Que répondre à leurs
arguments ? Reconnaissons tout d'abord que
l'invraisemblable s'est souvent montré vrai
et que le réel dépasse parfois tout
ce que l'imagination a pu rêver de plus
extraordinaire, et cela dans les deux domaines de
la nature et de l'histoire. Ceci est un fait
d'expérience maintes fois constaté et
reconnu. N'en sera-t-il pas ainsi à plus
forte raison si nous entrons dans le domaine du
surnaturel, c'est-à-dire d'une
intervention particulière
de Dieu dans un but spécial ?
Une seconde remarque préliminaire
s'impose encore à nous : il s'agit,
dans le texte, non d'une baleine, mais d'un grand
poisson, d'un cétacé, d'un monstre
marin, connu ou inconnu de nous, rentrant ou non
dans nos classifications. Laissons la baleine de
Jonas, dont le gosier ne saurait livrer passage
à un homme, et qui d'ailleurs ne se trouve
pas dans le bassin de la
Méditerranée, laissons-la aux esprits
sarcastiques de la famille de Voltaire, qui se font
la part belle en en prenant à leur aise avec
les expressions mêmes dont se sert la
Bible ; ce qui, pour le dire en passant, viole
une des règles élémentaires de
la science, laquelle consiste d'abord à voir
ce qui est et à le placer à la base
de toute argumentation.
La première vertu de
l'interprète fidèle des
Écritures doit être de prendre les
mots qu'elle emploie en leur donnant leur sens et
leur portée véritables et rien de
plus. Agir autrement, c'est trahir la pensée
d'un livre ou d'un auteur pour en avoir plus
facilement raison ; c'est accomplir un acte
déloyal. Nous avons été
étonné et même froissé
dans notre sens intime de voir ce mot
malheureux de baleine
appliqué au « grand
poisson » de Jonas par un critique
évangélique moderne. Nous le
regrettons. À ce propos, il n'est
peut-être pas inutile de remarquer ici que la
Bible ignore notre langage précis et nos
classifications. Sa langue est celle de la
poésie ou de l'histoire simple et populaire.

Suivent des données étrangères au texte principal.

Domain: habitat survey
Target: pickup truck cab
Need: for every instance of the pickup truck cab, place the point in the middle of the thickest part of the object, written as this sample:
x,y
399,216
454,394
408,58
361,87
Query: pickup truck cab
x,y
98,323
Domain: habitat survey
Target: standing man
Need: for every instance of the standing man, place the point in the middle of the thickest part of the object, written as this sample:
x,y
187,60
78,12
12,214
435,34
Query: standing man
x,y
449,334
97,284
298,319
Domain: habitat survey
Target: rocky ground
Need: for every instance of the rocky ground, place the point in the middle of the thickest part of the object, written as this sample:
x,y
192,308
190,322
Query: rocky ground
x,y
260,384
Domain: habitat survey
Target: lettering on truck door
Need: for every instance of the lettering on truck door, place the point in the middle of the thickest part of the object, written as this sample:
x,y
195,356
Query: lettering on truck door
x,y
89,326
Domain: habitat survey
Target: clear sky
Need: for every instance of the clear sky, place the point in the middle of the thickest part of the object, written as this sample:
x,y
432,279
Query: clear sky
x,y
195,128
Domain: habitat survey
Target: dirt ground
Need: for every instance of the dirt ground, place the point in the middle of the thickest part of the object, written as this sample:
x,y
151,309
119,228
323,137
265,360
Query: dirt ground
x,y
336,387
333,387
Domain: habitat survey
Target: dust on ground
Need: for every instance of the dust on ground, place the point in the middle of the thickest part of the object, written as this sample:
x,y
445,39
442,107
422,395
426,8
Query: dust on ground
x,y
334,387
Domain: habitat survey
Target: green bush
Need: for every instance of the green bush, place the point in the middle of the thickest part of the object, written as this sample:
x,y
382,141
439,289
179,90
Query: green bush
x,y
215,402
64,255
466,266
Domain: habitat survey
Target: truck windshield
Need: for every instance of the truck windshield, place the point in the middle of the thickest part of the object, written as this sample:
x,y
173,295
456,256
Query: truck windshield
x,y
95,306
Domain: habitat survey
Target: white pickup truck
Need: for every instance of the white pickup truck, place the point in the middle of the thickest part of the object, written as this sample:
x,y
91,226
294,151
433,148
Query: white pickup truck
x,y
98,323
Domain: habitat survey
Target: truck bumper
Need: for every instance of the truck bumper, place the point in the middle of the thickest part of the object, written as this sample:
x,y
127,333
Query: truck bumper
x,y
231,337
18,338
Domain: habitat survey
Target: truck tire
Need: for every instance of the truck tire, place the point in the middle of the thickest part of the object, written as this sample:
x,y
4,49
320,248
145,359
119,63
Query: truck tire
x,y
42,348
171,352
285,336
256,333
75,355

C'est le livre de l'humanité,
écrit pour être compris par tous les
enfants des hommes, même les plus primitifs,
et à toutes les périodes du
développement humain. Elle est en dehors et
au-dessus de ce que nous nous plaisons à
appeler les progrès de la science.
Elle les domine et les surpasse. De là la
difficulté de trouver l'équivalent
des termes désignant certains objets,
certaines plantes ou certains animaux, ou
même certaines catégories. On a tort,
par exemple, d'attribuer au mot espèce, dans
le récit de la création, le sens
rigoureux que nous attachons à cette
expression.
Il y a deux manières de
considérer la nature et de parler
d'elle : la manière de l'homme tout
simple qui ouvre ses yeux et son intelligence et
qui dit simplement ce qu'il a vu, et la
manière du savant qui la regarde à
travers ses lunettes, c'est-à-dire ses
théories scientifiques et
qui la décrit selon les méthodes et
les procédés appris. La
première n'est point inférieure
à la seconde, elle est plus universelle et
plus vivante. Si elle est sujette à
commettre quelques erreurs de détail, elle
comprend, somme toute, et interprète mieux
la nature, parce qu'elle la sent plus
profondément, et que là aussi le
sentiment a sa place et constitue une grande
lumière. Le savant lui-même, lorsqu'il
est dans la société, s'il a un peu
d'esprit (ils n'en ont pas tous, tant s'en faut)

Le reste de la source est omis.